In Sydney, industrial and logistics yields also continued to compress to an average of 5.9 per cent for super prime assets – the lowest market industrial and logistics yield on record in New South Wales.

“The June quarter for NSW saw stronger institutional level industrial and logistics transactions, with two significant portfolio sales including the Simonson Industrial sale of six outer west assets for $71 million,” says Kate Bailey, CBRE’s senior research manager.

In Adelaide, super prime yield sharpened 17bps in the second quarter, with 58bps compression on average over the past 12 months mostly driven by demand in high quality assets, particularly in the North West.

“We expect that yields are at, or close to, the bottom of the cycle and any further compression will be minimal,” Bailey adds.

Land values continued to grow with average prices for 1.6ha parcels up 21 per cent year-on-year, driven by exceptional growth in the Sydney market which recorded 40 per cent year-on-year growth.

New South Wales has enjoyed 9 per cent annual growth over the past 20 years, with North Sydney and South Sydney being the strongest performing regions in recent years.

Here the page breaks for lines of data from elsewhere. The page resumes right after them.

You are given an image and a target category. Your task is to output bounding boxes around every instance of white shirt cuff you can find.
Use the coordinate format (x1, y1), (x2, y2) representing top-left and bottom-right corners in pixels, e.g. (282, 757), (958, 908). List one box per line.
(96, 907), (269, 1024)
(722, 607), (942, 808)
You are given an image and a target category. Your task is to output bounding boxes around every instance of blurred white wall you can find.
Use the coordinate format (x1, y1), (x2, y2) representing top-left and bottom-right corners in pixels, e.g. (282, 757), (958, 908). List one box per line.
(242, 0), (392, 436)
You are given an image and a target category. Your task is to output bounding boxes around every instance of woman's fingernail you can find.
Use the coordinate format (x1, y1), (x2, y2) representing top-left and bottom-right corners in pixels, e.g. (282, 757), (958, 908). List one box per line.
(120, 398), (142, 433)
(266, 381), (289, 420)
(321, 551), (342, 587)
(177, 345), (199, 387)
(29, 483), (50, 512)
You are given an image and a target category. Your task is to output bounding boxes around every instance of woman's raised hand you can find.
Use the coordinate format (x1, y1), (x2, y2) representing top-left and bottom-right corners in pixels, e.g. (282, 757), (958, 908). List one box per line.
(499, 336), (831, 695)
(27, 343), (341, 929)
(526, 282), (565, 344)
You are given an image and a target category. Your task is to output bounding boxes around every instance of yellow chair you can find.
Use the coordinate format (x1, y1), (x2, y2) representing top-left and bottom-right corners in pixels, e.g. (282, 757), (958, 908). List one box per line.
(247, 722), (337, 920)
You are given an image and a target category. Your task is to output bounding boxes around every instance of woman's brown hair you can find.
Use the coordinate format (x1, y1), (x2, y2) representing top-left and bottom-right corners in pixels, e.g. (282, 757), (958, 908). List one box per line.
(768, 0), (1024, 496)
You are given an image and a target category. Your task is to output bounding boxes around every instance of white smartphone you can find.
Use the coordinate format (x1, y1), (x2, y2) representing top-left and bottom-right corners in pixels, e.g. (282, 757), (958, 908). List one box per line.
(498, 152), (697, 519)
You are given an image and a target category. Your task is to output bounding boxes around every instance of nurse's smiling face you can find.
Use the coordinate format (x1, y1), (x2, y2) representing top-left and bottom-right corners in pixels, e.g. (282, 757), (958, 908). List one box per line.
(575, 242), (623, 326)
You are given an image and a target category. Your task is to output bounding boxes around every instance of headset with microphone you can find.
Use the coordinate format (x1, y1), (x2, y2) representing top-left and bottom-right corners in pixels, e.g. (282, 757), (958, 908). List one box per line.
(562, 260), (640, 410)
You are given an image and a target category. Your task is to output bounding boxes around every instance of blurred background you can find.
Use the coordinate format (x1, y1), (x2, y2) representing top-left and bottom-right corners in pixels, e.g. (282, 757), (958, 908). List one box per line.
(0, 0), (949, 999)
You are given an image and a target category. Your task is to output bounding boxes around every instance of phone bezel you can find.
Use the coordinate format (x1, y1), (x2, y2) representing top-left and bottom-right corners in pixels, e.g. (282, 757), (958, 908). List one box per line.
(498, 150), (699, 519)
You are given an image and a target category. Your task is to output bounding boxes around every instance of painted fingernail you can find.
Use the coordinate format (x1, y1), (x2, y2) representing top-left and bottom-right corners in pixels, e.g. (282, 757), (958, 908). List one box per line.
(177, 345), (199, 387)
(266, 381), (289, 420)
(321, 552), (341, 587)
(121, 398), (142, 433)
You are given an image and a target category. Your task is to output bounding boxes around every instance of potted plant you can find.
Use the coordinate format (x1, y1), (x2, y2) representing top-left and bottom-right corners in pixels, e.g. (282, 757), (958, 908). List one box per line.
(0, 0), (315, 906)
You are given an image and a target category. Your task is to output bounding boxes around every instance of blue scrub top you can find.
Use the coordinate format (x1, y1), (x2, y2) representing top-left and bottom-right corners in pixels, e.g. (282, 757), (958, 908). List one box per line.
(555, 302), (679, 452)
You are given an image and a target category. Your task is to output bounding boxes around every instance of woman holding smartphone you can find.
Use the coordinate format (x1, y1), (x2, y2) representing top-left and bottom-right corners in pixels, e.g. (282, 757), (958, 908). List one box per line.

In Victoria, land values were up 18 per cent year-on-year, with eight consecutive quarters of positive growth.

Queensland land values rose by 14 per cent annually, with occupiers and developers starting to land bank sites, particularly in the south and west.

Matt Haddon, senior managing director for industrial, logistics and retail for CBRE Pacific says 206,000 sqm of new industrial and logistics supply was released to the market in the second quarter.

Thirty-seven per cent of all new supply is in Sydney, with more than 680,000 sqm of industrial and logistics stock added in the first half of 2017 – 66 per cent more than in the same period last year.

Despite this, rent growth remains relatively strong, with super prime net face rents increasing 1.3 per cent to $131 per sqm and secondary rents growing 1.1 per cent to $110 per sqm.

“We expect this growth to continue through to the end of 2017 and start to slow in early 2018.”

Melbourne recorded its first quarter of rental growth since Q3 2016, with super prime face rents increasing by 3.9 per cent to $83.1 per sqm. Haddon says this has been driven by increases in Melbourne’s south east which saw growth of 5.9 per cent quarter-on-quarter, with availability of well-located super prime assets tightening.

“The Port of Melbourne and infrastructure investment is driving demand in the west precinct, with strong super prime growth of 3.4 per cent quarter-on-quarter,” Haddon concludes.